With all games – and especially RPGs, it is expected there will be a learning curve to conquer; that initial, awkward period where you familiarise yourself with the controls and game mechanics. Often it is a gentle uphill trek of 15-30 minutes’ duration, but in this instance the learning curve is steep, slippery and paved with jagged rocks. We’re no RPG noobs, but we were only just coming to grips with the basics after an hour, and a gruelling, painful process it had been. This factor alone will prove a major deterrent to players wanting to just dive straight in.
A progressive onboard tutorial introduces each aspect of combat, and while the instructions are often vague and frustrating, working your way through the tutorial is essential if you want to get the most out of the game. The complex, tactics-heavy battle system is the main point of difference between Resonance of Fate and other JRPGs. A single error in judgment can see your party whipped very quickly; however you are able to restart any encounter in which you were defeated, and it doesn’t take long to reap the benefits of exploiting an enemy’s weaknesses.
Combat is essentially turn-based, but by chaining together multiple attacks – particularly the party’s three-character Tri-Attack, the momentum and excitement of true real-time combat is achieved. Prime examples are the special Hero Moves, in which the characters can send enemies airborne, perform Smackdowns, and rain devastation on them from above whilst executing a series of acrobatic feats – all shown to best effect in dramatic slow-mo. The freedom to move where you like around the combat arena is a definite selling point, and strangely enough, so is the limited selection of weaponry. In Resonance of Fate it’s all about guns, and in this case, less is more. Characters can use specialised rounds such as incendiaries, and upgrade their weapons as they progress through the game.
Visually there is extensive use of grungy, muted colours and cluttered backgrounds, which lends a dilapidated, industrial feel to the game and is in line with the game’s steam punk theme. The world map is uninspiring to look at; however everything else is of a pretty good standard.
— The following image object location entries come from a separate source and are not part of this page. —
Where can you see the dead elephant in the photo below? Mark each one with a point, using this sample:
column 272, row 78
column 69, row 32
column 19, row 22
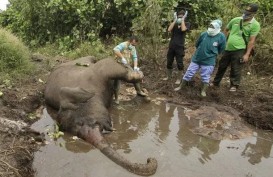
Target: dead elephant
column 81, row 91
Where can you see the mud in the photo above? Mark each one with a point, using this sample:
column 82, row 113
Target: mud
column 24, row 100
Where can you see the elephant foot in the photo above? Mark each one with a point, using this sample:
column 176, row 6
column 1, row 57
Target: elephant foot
column 147, row 99
column 116, row 102
column 141, row 93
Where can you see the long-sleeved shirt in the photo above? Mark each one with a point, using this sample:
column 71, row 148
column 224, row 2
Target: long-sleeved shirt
column 208, row 47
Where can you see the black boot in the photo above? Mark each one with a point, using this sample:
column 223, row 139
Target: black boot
column 182, row 84
column 169, row 75
column 138, row 90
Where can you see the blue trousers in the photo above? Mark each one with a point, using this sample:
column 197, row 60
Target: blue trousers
column 205, row 72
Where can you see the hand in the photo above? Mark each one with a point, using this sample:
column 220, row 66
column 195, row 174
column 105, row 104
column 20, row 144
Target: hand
column 245, row 58
column 136, row 68
column 185, row 15
column 175, row 16
column 123, row 61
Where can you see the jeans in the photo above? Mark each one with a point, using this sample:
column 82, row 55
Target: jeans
column 177, row 52
column 231, row 58
column 205, row 72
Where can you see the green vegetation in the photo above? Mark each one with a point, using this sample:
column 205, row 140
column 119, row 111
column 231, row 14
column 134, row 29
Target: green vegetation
column 74, row 28
column 14, row 57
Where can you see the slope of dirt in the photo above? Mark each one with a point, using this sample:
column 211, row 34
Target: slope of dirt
column 22, row 102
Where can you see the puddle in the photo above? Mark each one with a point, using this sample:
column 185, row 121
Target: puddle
column 164, row 131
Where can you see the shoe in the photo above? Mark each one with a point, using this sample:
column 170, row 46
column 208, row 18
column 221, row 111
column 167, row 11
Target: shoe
column 116, row 102
column 213, row 85
column 204, row 89
column 233, row 89
column 183, row 83
column 169, row 75
column 179, row 76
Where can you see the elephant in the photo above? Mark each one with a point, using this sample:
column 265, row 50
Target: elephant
column 82, row 91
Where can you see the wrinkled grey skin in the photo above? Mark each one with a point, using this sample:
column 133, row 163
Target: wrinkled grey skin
column 82, row 96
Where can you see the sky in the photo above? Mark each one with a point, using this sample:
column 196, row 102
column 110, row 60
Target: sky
column 3, row 4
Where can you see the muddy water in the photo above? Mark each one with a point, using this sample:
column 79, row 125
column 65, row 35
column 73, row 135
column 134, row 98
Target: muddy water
column 159, row 130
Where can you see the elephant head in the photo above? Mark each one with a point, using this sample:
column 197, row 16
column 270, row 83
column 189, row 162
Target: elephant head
column 82, row 96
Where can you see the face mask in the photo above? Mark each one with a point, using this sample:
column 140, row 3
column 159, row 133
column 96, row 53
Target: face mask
column 246, row 17
column 179, row 21
column 212, row 31
column 130, row 47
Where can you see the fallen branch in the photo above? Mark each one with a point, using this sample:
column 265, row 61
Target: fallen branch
column 14, row 125
column 11, row 167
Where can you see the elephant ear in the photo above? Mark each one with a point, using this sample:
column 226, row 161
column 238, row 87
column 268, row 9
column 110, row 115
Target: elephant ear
column 71, row 97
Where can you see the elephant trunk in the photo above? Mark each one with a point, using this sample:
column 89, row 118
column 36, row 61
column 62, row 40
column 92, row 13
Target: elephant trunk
column 94, row 136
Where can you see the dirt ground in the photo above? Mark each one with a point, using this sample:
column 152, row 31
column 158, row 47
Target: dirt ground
column 22, row 103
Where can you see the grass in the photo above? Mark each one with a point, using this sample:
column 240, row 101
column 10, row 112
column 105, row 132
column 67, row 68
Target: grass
column 14, row 57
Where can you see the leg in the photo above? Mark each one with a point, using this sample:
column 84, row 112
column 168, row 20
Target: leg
column 192, row 69
column 205, row 73
column 223, row 64
column 116, row 90
column 138, row 89
column 179, row 55
column 170, row 58
column 236, row 68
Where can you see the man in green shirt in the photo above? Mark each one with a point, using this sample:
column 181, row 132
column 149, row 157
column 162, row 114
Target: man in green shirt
column 241, row 32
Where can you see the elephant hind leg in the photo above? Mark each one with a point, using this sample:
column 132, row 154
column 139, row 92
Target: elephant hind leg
column 70, row 97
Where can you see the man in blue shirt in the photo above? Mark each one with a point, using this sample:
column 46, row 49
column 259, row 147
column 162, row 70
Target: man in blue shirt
column 208, row 46
column 178, row 29
column 126, row 54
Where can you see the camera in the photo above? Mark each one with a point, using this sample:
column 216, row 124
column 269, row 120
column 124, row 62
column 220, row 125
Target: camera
column 242, row 60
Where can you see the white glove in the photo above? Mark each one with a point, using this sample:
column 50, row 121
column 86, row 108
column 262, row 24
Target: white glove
column 136, row 68
column 185, row 15
column 175, row 16
column 123, row 61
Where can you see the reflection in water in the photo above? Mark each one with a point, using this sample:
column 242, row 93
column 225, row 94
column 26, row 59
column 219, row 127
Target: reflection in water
column 158, row 130
column 188, row 140
column 130, row 127
column 164, row 119
column 260, row 149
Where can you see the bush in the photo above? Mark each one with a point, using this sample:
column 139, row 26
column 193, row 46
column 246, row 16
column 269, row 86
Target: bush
column 14, row 56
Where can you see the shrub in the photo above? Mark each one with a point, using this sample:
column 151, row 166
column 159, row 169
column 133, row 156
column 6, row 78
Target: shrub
column 14, row 56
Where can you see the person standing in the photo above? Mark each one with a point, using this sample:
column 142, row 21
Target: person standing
column 176, row 49
column 241, row 33
column 209, row 44
column 126, row 54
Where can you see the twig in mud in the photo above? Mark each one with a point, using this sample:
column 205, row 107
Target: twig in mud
column 25, row 149
column 11, row 167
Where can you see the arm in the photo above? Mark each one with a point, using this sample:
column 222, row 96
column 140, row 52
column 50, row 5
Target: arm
column 183, row 26
column 222, row 45
column 118, row 52
column 170, row 28
column 250, row 46
column 199, row 40
column 134, row 56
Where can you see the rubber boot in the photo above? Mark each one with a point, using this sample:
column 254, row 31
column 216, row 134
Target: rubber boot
column 182, row 84
column 204, row 89
column 138, row 90
column 169, row 75
column 116, row 90
column 179, row 75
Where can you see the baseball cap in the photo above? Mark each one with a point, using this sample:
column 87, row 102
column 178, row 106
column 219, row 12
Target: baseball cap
column 251, row 9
Cinematics and some of the characters’ gravity-defying combat moves are particularly stylish in execution. Resonance of Fate ships with a soundtrack CD, containing a selection of orchestral and rock compositions – great listening and a nice wee bonus for the fans. Voice talent is of a good standard, with actors delivering their lines as well as the cheesy dialogue allows.
We can recommend Resonance of Fate as a worthwhile purchase for hardcore JRPG fans in search of something a little different. Casual gamers, on the other hand, may well find the intricacies of its battle system too frustrating to persevere with… this limited appeal is why the game has only earned a 7/10 with us. However, if you are prepared to invest the time and effort required in getting acquainted, Resonance of Fate should keep you engaged for a few dozen hours.